Politicized Universities: A Step Back from Panarchic Character

The conclusion indicated by the title, that politicized universities are anti-panarchic and what this means, can’t be grasped without first explaining panarchy, it not being a widely-known concept.

Panarchy refers to a form of governance in which every person has the freedom to choose his own form of government without changing their locale. A government is not necessarily non-territorial in this concept; it is territorial only if its adherents or members make it territorial by accumulating properties that join one another to create borders.

It is impossible to know in advance the results in institutions and laws of being free to sign on to a government of one’s choice. Panarchy means that governments and possible borders are shaped by competition; but because there is this competition, which involves a person’s freedom of exit and entry, the prediction is that governance will be of higher and improving quality. We may not know the outcomes, but the theory posits that governance produced by free markets in governance will satisfy people’s wants to a higher degree than governments that impose themselves on captive citizens.

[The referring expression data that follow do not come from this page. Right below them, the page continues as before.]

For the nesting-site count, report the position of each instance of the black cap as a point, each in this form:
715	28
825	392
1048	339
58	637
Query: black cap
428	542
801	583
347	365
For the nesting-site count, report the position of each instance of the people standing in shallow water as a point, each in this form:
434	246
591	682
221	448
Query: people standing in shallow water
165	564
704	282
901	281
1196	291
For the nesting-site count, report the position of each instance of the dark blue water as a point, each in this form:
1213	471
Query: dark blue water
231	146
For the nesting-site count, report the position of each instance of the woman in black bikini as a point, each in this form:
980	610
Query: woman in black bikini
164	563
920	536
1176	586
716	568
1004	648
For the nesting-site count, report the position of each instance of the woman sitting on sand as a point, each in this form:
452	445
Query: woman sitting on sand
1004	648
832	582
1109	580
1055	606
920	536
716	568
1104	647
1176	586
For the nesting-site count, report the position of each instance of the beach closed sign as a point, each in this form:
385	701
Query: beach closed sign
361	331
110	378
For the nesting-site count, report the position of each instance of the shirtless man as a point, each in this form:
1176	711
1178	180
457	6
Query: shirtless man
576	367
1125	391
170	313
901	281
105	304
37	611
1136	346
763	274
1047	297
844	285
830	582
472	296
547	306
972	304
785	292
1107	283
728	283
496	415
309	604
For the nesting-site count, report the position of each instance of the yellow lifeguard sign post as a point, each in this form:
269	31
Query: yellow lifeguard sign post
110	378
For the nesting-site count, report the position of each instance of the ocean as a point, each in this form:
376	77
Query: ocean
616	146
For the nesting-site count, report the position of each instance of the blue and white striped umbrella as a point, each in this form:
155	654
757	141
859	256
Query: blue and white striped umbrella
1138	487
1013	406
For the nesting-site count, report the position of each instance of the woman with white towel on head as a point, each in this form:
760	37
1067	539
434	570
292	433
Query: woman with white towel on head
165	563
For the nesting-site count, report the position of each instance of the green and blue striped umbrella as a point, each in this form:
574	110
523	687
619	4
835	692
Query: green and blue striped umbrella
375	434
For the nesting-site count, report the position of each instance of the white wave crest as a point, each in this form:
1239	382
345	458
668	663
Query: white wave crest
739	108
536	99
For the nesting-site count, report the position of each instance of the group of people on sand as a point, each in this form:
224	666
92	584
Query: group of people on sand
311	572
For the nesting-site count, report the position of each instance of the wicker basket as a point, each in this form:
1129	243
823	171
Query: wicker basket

It could be possible for one government to be theocratic and legitimate for its willing members, while having a law for its members only that forbade images of its prophet or its God; and it could have a place of worship next to another non-theocratic government in which producing cartoons of a prophet or a God was legal. A libertarian might say that the theocratic law is illegal under libertarian law; a panarchist would not say this. One can imagine many situations by which frictions would arise, however, and this side-by-side solution might give way to putting physical distance between the two churches and governments. However, the members of each government might still be governed by two conflicting laws.

At present, we have a degree of panarchy, worldwide and local. One may choose a state to live under. There are 193 states in the world to choose from, although free entry and exit are restricted. Within some of these countries, one may choose individual states. The U.S. has 50 of these. Within each state, one may choose numerous subdivisions of local government. Viewing the world as one large territory, it contains numerous governments that, to an extent, are subject to competitive forces. The current solution to panarchy involves borders that demarcate countries, but freedom to enter and exit these countries, or to choose one’s government, is highly restricted. Within a given country, the national government is fixed over that territory, its laws reaching everyone in any locality. Panarchy would mean, for example, that you might live under a minimal low-tax government while your neighbor lived under a maximal high-tax government.

The outcomes of freedom to choose governments, not necessarily territorial, are unknown; and their dynamic aspects are unknown. We expect quality to improve. We expect people to gravitate to governments that better satisfy their wants. Competition produces such results in free markets, and we expect the same in producing government as in producing pizzas.

It has been possible in America to choose the religion one wants without the places of worship being territorial. A religion, call it Q, didn’t have to locate all its churches in Rhode Island, while another, call it P, located only in Massachusetts. Non-believers, call them A, didn’t have to go to New York City. The solution to different religions living side by side has been panarchic in character.

Universities have been similar in panarchic character, in that a wide range of different kinds, located in different places, have emerged. A given city might accommodate many kinds of schools. By panarchic character, we mean a situation of free choice of an institution regardless of one’s locale. Even public state universities have allowed this, although often charging differential prices for non-residents of the state. Panarchic character extends the concept of panarchy in government to free choice of institutions in other respects, like religion and education.

Within universities, there has always been a certain degree of curriculum, educational character, religion and politics that’s peculiar to that institution. Within many universities, however, many different points of view have historically been typical; and academic freedom reinforced that outcome. This wide range within a given space or locale had panarchic character.

American universities are now undergoing more politicization. A majority of Americans think this is wrong. Politicization means that the university becomes dominated by a single political agenda and education is compromised. The panarchic character, which was consistent with freedom to speak and teach, thereby providing internal competition of courses, curricula and ideas, is reduced in favor of a monopolistic menu of indoctrination of ideas. Politicized universities are a step back from what was a reasonably panarchic system within a given university’s space. Furthermore, as more and more universities are politicized, prospective students have fewer to choose from that are not politicized. The inter-university market is undermined, just as the infra-university market for ideas is undermined.